Renamo (armada) trava ditadura da Frelimo

No dia 9 de Maio deste ano, o ministro das Relações Exteriores de Angola, Georges Chikoti, apontou em Maputo a via negocial como solução para a crise política e militar em Moçambique, exortando a Renamo, principal partido de oposição moçambicana, a aceitar o diálogo.

Por Orlando Castro

A opção formal do MPLA era, assim, diferente da que praticou em Angola, onde a via negocial e o diálogo só foi, de facto, implementada a partir do momento em que decapitou a UNITA, primeiro comprando alguns generais das FALA e depois assassinando Jonas Savimbi.

Em Moçambique a Frelimo (contrariando as teses do MPLA) não decapitou a Renamo nem assassinou o seu líder, Afonso Dhlakama.
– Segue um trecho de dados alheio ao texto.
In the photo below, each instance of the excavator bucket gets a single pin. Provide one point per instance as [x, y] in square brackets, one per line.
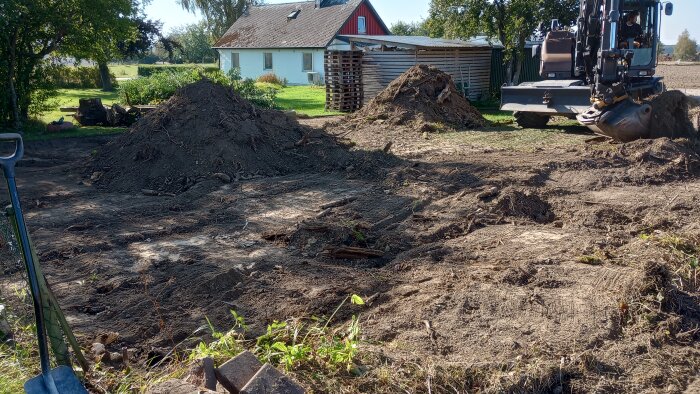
[626, 121]
[665, 115]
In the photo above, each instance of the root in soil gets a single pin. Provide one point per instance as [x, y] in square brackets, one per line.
[422, 95]
[207, 130]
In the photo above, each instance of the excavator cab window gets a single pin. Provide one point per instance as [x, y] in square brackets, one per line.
[637, 30]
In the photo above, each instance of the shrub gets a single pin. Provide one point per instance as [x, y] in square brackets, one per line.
[273, 79]
[161, 86]
[79, 77]
[150, 69]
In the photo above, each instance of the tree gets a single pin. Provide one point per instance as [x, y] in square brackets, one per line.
[219, 14]
[30, 30]
[512, 22]
[660, 50]
[686, 48]
[148, 36]
[401, 28]
[194, 43]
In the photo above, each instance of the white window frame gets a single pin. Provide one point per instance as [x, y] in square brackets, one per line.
[303, 63]
[272, 64]
[237, 62]
[363, 25]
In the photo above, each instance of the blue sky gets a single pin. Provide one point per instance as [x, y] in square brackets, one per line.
[686, 14]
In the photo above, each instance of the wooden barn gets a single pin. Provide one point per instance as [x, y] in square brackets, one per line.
[385, 58]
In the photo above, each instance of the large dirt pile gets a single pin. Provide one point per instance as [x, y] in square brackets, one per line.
[422, 95]
[207, 130]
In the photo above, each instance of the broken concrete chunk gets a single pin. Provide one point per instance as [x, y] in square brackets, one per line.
[268, 380]
[488, 193]
[225, 178]
[236, 372]
[209, 374]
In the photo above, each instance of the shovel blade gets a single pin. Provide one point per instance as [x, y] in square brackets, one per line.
[65, 380]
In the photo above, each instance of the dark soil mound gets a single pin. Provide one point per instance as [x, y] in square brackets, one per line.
[524, 205]
[207, 130]
[670, 116]
[661, 151]
[422, 95]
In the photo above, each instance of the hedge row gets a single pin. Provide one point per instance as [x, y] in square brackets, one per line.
[150, 69]
[80, 77]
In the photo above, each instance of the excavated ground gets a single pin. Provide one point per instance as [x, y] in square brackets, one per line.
[564, 280]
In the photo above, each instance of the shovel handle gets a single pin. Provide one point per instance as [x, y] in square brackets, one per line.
[8, 162]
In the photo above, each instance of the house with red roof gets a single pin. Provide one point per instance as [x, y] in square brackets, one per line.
[290, 39]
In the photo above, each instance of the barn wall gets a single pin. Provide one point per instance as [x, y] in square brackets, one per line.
[470, 68]
[529, 73]
[374, 26]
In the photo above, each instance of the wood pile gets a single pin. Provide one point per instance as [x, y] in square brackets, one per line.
[343, 71]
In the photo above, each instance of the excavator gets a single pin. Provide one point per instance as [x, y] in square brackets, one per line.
[602, 72]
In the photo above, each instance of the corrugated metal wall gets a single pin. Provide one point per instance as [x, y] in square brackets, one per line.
[529, 73]
[372, 24]
[470, 68]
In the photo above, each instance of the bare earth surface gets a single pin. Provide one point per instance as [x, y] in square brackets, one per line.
[500, 280]
[684, 76]
[506, 260]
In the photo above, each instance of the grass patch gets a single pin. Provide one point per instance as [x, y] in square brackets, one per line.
[307, 100]
[19, 360]
[124, 70]
[498, 117]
Talvez por isso, com todos os riscos e contratempos que se conhecem, o país está mais perto da democracia, mais longe da ditadura do que Angola.

Basta, por exemplo, ver que ao contrário de Angola, Moçambique teve já vários presidentes da República: Samora Moisés Machel (25 de Junho de 1975 a 19 de Outubro de 1986); Joaquim Alberto Chissano (6 de Novembro de 1986 a 2 de Fevereiro de 2005); Armando Emílio Guebuza (2 de Fevereiro de 2005 a 15 de Janeiro de 2015) e o actual Filipe Nyusi.

“O problema que se vive em Moçambique preocupa todos, particularmente a nossa região [África Austral]. Temos trocado impressões com o Governo moçambicano, que até aqui nos parece ter apresentado uma boa via, que é a via negocial”, afirmou Georges Chikoti.

A normalização da situação político-militar em Moçambique, insistiu o chefe da diplomática angolana, passa pela aceitação do diálogo por parte do líder da Resistência Nacional Moçambicana (Renamo), Afonso Dhlakama.

Passa, é certo. Mas também passa pela certeza de que, mesmo diminuído na sua força bélica, Afonso Dhlakama ainda consegue dizer e mostrar à Frelimo o que ninguém na UNITA consegue dizer e mostrar ao MPLA.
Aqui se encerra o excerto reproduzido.